Patients with metastatic castration-resistant prostate cancer (mCRPC) often receive treatment with systemically administered docetaxel; however, adverse events are common, and are known to have a detrimental effect on the quality of life of these patients. Now, research involving a mouse model of prostate cancer demonstrates the feasibility of targeted delivery of docetaxel using magnetically actuated drug delivery (MADD) from an implanted drug reservoir device.

A total of five mice underwent device implantation at the time of inoculation with tumour cells and tumour growth was monitored in all mice until approximately 2 weeks after inoculation. A 1.5-μg dose of docetaxel was then released using repeat 10-second magnetic pulses delivered over a 30-minute period using an external electromagnet positioned close to the device; drug delivery was repeated on a weekly basis for 6 weeks. Mice in other treatment groups received weekly doses of 10 mg/kg docetaxel, delivered either subcutaneously or intravenously over the same period of time.

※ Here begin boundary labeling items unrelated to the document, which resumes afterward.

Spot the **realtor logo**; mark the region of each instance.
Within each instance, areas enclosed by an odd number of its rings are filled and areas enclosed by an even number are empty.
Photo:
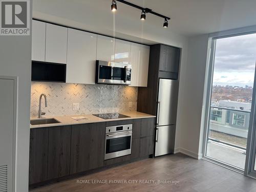
[[[29,35],[29,0],[0,0],[1,35]]]

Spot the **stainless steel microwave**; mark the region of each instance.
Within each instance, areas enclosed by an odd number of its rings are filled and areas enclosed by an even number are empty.
[[[95,82],[101,84],[130,84],[132,65],[96,60]]]

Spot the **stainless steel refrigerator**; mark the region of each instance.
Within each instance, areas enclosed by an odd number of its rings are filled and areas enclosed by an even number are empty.
[[[177,80],[159,79],[155,156],[174,151],[178,84]]]

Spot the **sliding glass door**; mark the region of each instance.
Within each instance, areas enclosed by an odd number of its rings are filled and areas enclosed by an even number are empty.
[[[242,171],[254,100],[256,34],[215,38],[212,45],[205,157]]]

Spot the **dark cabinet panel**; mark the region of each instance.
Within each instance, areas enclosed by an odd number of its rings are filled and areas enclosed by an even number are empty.
[[[49,129],[30,130],[29,184],[47,180]]]
[[[132,139],[132,154],[131,159],[136,159],[139,157],[140,153],[140,138]]]
[[[48,179],[69,175],[71,126],[50,127]]]
[[[154,153],[153,136],[140,139],[140,157],[146,157]]]
[[[133,139],[155,135],[155,118],[134,119]]]
[[[105,123],[72,126],[70,173],[103,166]]]
[[[180,49],[161,45],[159,71],[178,73]]]

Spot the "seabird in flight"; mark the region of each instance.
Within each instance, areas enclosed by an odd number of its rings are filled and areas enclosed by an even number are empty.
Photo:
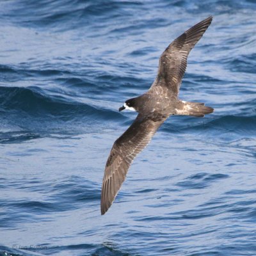
[[[160,125],[170,115],[203,117],[213,112],[204,103],[178,98],[188,56],[210,26],[212,17],[195,25],[177,38],[160,57],[157,76],[148,91],[126,100],[119,111],[136,111],[138,115],[115,142],[106,164],[101,190],[101,214],[114,201],[136,156],[150,142]]]

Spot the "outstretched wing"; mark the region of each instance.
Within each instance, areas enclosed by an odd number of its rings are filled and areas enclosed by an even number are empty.
[[[188,56],[210,26],[212,17],[195,25],[177,38],[163,52],[153,86],[167,86],[177,95],[187,67]]]
[[[115,142],[106,164],[102,181],[102,215],[114,201],[132,160],[150,142],[164,120],[154,122],[138,114],[132,125]]]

Compared with untreated controls, mice receiving docetaxel via MADD had a significantly lower mean tumour growth rate. Furthermore, the growth rates of tumours in mice treated with subcutaneous or intravenous docetaxel were not significantly different to those of mice receiving docetaxel via MADD, suggesting that levels of antitumour efficacy were similar across all routes of administration. Histological examinations of tumour tissue samples revealed the highest levels of caspase-3 expression, and lowest levels of Ki67 expression (indicating engagement of apaoptosis and cellular proliferation, respectively) among tumour tissue samples from mice in the MADD group compared with all other groups, although these differences were not statistically significant.

These findings suggest that MADD provides a more effective, and possibly better tolerated, alternative to systemic administration of docetaxel.